Какие же слова прозвучали в этот раз?
Слово первое: Президент назвал нецелесообразным восстановление СССР, потому что оно грозит размыванием «государствообразующего этнического ядра». Надо полагать, эта неуклюжая формулировка служит эвфемизмом для понятия «русский народ». Именно это и услышали русские патриоты, оценившие президентское выступление как «праздник».
Слово второе: нашумевшая (и, кажется, уже и отшумевшая) статья под названием «Об историческом единстве русских и украинцев». Напомню вкратце основные её положения:
Русские и украинцы – один народ. Большевики «обокрали Россию», создав Украину, а кроме того, этим актом они ещё и заложили под российскую государственность «мину замедленного действия». Украина превращается в «анти-Россию». Россия не допустит, чтобы Украину использовали против неё.
После выхода в свет этой статьи восторги по крайней мере части русской общественности перехлестнули через край. Оказалось, что речь идёт уже не просто о «смене дискурса», а о «гигантском скачке» и о «заявке на будущее». Украине «предъявлен ультиматум». Впереди – «освободительный поход на Киев» (фраза, которая несколько раз буквально звучала в сетевых выступлениях на эту тему). Короче: «Поднимем бокалы»!
Честно говоря, я бы многое дал, чтобы увидеть, с какими лицами в Кремле читают об «освободительном походе на Киев».
И почему-то очень некстати вспоминается, что, например, в Китае в своё время тоже произошёл если не гигантский, то всё-таки большой скачок, который, однако, завершился полным разочарованием. Впрочем, это так, к слову.

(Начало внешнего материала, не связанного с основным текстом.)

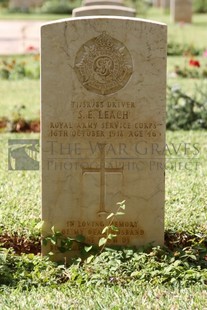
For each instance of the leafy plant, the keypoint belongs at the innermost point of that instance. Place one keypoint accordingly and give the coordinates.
(178, 49)
(186, 112)
(110, 231)
(63, 243)
(13, 69)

Гораздо примечательнее другой любопытный факт. Возможность больших потрясений, которыми может отозваться президентская статья, испугала, например, газету «МК», но, похоже, не пугает русских националистов с их грёзами об «освободительном походе». А ведь обычно они, именно из заботы об «этническом ядре», не склонны потрясения приветствовать. Быть может, националисты уверены, что «освободительный поход» – это «маленькая победоносная война», и что потрясения затронут только Украину, а Россию обойдут стороной. А впрочем, и это к слову.
Главное - другое: насколько обоснованны те предположения и ожидания, которые вызвали в разных кругах последние выступления Президента? Насколько оправданно в этот раз воодушевление русской общественности?
2. Ведь разве, по большому счёту, мы на самом деле услышали что-либо такое, что уже не говорилось раньше?
Скажем, мысль о нежелательности восстановления СССР совсем не нова. «Кто не жалеет о распаде СССР, у того нет сердца, но кто мечтает восстановить СССР – у того нет головы» – это сказано десять лет назад. Но и до, и после этого Президент не раз заверял обеспокоенный Запад, что Россия не стремится к восстановлению «империи». И мысль о единстве русских и украинцев тоже не нова (о чём Президент сам же напомнил в своей статье), как и мысль о заложенной большевиками «мине». Даже ультиматум киевскому режиму уже был: «Если кто будет стрелять в женщин и детей...». А потом, как известно, в Москву приехал г-н Буркхальтер.
И что же такого замечательного в том, что в этот раз нежелательность восстановления СССР увязана с судьбою некоего «этнического ядра»? Что такого замечательного в том, что и год спустя внесения в Конституцию т.н. «русской поправки», якобы закрепившей роль русского народа как государствообразующего, не рядовой какой-нибудь чиновник, а Глава государства всё ещё стесняется прямо назвать этот народ по имени?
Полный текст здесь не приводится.